Highly Poisonous NJ Mushrooms Hospitalizing More People
More than twice as many people have been hospitalized for eating poisonous mushrooms in New Jersey this year compared to last and doctors are warning people to stay away from wild fungi.
Thousands of New Jerseyans enjoy foraging for wild mushrooms in forests or backyards. The New Jersey Mushroom Lovers Facebook group has around 12,700 members and is just one such group in which people post photos of mushrooms they've found in the forest before eating them.
Foraging season in New Jersey is typically between June and the end of October, but the season can continue into early November depending on the weather. Warmer and wetter conditions are better suited to fungi growth.
But doctors at the New Jersey Poison Control Center warn there are many dangerous kinds of mushrooms in the Garden State including the deadly amanitas.
Symptoms of poisonous mushrooms can include vomiting, diarrhea, dehydration, and liver damage. Adding to the danger of eating wild mushrooms is that their toxicity cannot be removed by cooking them at high temperatures.
How many hospitalizations in NJ for mushroom poisonings this year?
As of Oct. 13, 131 people had gotten sick from eating wild mushrooms this year, according to Dr. Bruce Ruck, managing director of the New Jersey Poison Control Center at Rutgers New Jersey Medical School. That's up from last year, which saw 130 reported cases for the entire year.
The number of illnesses is likely higher as some people don't know to report their cases to the NJPCC.
The number of serious cases has also gone up. In 2022, 47 people went to the hospital after ingesting poisonous mushrooms and 31 were treated and released. This year, so far, 61 people have gone to the hospital with 39 needing treatment.
And last year, there were just three people who were admitted to the hospital for poisoning. But in 2023, eight people have been admitted to critical care after going to the hospital for mushroom poisonings.
Should you pick wild mushrooms to eat?
Ruck strongly urges people not to pick wild mushrooms unless they are with an expert. That goes for any area whether it's a forest or a backyard.
"The problem is there are many mushrooms that look alike, have very similar colors, shapes, and sizes to each other, and they're not necessarily the same," Ruck said.
Some people may turn to doing their own research and look up pictures of mushrooms on the internet to tell the difference. With so many kinds of mushrooms that look the same with names that are very similar to each other, it's very easy to get mixed up and accidentally eat something poisonous.

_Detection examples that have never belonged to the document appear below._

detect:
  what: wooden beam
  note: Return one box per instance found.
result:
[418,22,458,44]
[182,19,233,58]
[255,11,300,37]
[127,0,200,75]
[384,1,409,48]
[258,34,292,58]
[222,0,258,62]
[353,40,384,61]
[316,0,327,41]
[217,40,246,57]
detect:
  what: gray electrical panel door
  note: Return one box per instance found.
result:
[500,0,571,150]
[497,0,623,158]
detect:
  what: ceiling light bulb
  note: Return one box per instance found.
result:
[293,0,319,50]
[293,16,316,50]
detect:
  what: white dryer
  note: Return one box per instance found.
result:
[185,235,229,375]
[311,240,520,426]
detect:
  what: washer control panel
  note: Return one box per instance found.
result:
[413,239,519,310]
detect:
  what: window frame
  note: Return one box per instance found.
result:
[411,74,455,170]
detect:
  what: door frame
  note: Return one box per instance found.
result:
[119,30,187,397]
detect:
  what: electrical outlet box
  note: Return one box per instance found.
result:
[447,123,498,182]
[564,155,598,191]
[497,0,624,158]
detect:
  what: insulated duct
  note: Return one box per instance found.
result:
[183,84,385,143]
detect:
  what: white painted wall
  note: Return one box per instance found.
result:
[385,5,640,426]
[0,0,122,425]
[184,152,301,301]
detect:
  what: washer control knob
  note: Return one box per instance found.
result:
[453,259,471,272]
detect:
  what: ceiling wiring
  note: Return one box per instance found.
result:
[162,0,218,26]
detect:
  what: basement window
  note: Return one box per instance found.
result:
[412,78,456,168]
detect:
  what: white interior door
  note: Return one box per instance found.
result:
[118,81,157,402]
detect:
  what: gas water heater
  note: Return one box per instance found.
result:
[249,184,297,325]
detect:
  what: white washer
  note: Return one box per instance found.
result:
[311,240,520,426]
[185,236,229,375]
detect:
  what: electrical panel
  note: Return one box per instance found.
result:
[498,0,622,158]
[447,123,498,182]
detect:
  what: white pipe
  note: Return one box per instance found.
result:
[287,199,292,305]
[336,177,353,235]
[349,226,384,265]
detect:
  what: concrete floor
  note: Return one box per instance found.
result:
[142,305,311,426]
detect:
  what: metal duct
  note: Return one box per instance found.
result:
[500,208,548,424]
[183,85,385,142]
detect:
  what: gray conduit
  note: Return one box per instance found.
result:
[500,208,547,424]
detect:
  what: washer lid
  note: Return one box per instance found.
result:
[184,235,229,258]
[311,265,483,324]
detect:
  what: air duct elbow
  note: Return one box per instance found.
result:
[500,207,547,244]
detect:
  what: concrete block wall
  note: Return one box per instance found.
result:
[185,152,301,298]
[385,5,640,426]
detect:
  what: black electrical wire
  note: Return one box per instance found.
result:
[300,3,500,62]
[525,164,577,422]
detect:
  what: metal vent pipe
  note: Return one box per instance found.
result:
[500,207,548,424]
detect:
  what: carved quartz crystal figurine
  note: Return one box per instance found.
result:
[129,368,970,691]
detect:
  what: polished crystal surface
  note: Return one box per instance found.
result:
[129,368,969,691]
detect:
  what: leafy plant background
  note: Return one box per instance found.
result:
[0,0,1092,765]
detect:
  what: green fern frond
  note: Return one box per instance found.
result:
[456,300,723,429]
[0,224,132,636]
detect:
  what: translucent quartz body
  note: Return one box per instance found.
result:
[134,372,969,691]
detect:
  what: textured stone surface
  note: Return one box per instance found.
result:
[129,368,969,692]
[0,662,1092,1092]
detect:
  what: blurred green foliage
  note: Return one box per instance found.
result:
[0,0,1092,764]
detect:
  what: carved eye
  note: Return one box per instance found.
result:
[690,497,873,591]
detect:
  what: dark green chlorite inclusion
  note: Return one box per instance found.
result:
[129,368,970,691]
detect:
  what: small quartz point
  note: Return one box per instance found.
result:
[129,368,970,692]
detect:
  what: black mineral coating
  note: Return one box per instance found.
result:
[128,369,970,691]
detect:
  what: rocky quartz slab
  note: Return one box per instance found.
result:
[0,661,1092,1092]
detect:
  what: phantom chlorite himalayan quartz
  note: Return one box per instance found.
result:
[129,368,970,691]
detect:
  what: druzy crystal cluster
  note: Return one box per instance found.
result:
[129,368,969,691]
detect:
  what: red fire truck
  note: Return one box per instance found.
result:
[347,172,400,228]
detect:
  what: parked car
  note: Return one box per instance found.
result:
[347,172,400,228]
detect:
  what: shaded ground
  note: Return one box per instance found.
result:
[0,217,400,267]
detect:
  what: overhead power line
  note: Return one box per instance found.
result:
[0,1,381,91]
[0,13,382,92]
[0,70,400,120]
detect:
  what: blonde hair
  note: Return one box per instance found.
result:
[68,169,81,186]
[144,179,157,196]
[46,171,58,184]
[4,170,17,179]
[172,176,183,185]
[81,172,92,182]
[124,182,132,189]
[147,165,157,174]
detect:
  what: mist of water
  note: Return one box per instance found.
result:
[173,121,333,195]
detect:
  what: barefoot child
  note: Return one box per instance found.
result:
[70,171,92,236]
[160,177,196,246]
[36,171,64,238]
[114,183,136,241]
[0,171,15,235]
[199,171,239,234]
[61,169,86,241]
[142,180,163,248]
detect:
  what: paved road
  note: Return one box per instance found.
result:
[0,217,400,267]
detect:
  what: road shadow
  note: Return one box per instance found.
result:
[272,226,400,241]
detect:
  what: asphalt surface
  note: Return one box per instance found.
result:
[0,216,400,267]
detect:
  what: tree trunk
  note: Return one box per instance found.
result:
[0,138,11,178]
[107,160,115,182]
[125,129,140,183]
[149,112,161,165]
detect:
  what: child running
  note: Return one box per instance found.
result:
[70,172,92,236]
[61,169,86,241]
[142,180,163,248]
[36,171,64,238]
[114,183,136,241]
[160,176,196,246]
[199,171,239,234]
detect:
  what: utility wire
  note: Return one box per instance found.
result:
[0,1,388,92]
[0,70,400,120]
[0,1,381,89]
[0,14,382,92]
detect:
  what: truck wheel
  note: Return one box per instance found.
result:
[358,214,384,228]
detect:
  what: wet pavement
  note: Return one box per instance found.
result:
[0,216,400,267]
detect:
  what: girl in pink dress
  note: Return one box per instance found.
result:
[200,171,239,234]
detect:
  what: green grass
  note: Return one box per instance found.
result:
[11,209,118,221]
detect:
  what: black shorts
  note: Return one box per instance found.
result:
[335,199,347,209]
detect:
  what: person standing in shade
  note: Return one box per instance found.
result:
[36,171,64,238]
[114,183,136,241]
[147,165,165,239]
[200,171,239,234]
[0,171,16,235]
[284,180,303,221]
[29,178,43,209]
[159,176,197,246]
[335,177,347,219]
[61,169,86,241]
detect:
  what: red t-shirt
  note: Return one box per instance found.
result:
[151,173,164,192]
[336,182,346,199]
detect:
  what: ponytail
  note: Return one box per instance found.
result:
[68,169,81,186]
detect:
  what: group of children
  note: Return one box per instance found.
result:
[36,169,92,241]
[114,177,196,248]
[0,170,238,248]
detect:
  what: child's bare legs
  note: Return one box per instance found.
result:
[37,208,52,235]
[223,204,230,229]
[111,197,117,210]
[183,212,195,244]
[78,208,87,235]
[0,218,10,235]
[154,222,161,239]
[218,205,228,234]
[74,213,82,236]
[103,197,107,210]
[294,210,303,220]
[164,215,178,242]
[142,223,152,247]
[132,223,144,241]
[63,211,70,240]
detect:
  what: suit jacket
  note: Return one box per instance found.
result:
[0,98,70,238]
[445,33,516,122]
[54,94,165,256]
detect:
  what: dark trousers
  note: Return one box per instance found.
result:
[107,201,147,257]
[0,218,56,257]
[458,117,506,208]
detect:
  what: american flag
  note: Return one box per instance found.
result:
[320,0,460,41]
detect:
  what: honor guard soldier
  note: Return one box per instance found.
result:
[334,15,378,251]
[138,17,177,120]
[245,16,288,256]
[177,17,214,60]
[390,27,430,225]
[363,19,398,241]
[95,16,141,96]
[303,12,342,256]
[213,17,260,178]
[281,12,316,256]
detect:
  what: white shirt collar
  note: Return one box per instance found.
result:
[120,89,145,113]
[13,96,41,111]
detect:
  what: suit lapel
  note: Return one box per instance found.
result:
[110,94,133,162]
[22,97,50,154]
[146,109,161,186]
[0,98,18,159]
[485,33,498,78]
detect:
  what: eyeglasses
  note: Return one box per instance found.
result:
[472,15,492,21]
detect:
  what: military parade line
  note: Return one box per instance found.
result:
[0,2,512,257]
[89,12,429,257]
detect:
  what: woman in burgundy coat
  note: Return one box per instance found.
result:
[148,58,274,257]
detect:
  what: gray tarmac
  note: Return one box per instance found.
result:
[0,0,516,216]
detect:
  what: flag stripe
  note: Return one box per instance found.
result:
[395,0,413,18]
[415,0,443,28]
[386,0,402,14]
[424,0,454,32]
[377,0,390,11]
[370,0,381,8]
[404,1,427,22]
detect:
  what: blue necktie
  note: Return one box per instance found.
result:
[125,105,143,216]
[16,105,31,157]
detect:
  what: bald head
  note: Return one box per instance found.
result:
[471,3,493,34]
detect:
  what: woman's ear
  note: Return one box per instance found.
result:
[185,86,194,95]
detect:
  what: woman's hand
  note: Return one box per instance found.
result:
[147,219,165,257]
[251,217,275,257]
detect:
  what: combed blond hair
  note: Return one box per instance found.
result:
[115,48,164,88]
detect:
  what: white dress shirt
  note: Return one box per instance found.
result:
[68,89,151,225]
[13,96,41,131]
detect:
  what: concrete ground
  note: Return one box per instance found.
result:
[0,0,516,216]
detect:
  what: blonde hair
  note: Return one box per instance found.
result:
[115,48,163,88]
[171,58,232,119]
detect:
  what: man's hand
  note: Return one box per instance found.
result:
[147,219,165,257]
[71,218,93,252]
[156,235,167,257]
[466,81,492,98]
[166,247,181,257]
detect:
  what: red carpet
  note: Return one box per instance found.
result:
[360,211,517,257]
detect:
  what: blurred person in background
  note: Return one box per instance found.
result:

"Unless you're an expert, I can't emphasize enough not to do this," Ruck said.
What should you do if you eat a poisonous mushroom?
The first thing to do if you eat a poisonous mushroom by accident or start to experience symptoms after eating a wild mushroom is to call poison control immediately.
It's crucial for any person who chooses to eat mushrooms despite his warnings to first add the phone number for poison control to their cell phone, Ruck said.
That number is 800-222-1222. It will transfer the caller to the closest poison center and put them in contact with a trained nurse, pharmacist, or doctor.
Poison control in New Jersey has experts who can help identify mushrooms and give guidance for anything that may have been eaten by mistake.
If there was another mushroom of the same kind on the ground next to the one that was eaten, the caller should take a photo of it. Placing a quarter next to the mushroom before snapping the photo can help give the expert an idea of how large it is.
"Our healthcare professionals are here 24/7, 365, if you do have questions about this or other things that you may have eaten accidentally," Ruck said.